Miss Schweiz Kersin Cook ist eine sehr sympathische Frau, ich finde auch dass sie bis jetzt die schönste Miss ist, die Jury hat schon richtig entschieden! Auch ist sie gut zu ihren Eltern, und auf dem Boden ist sie auch geblieben!

 
 

Tatjana Bohrer
22. August 2011 - 11:46

Sie ist eine sympathische Miss Schweiz die ihr Missenjahr nicht nur mit verdienen und lächeln ihre Arbeit gemacht hat, sondern mit viel Herzblut sich für Hilfsprojekten eimgesetzt hat. So eine Miss wünschen wir.

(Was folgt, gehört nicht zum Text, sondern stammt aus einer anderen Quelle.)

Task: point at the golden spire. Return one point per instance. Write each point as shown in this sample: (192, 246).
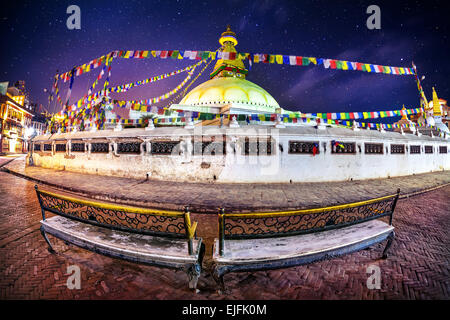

Die Schönste Miss bis jetzt

 
 

Heidi Keller
22. August 2011 - 8:44

Frau Cook kommt nicht sympathisch rüber, hat ein Dutzendgesicht und eine Dutzendfigur. Zu sagen hat sie auch nichts, ihre Ausstrahlung ist nicht grösser als die einer x-beliebigen Migros-Verkäuferin (wobei ich diese nicht beleidigen möchte). Sie wird wohl die vereinbarten Verträge erhalten habe, aber eben auch nicht mehr. Die Jury sollte das nächste Mal die beste und bestaussehendste Frau wählen und nicht nur darauf achten, dass sie aus der Deutschschweiz stammt.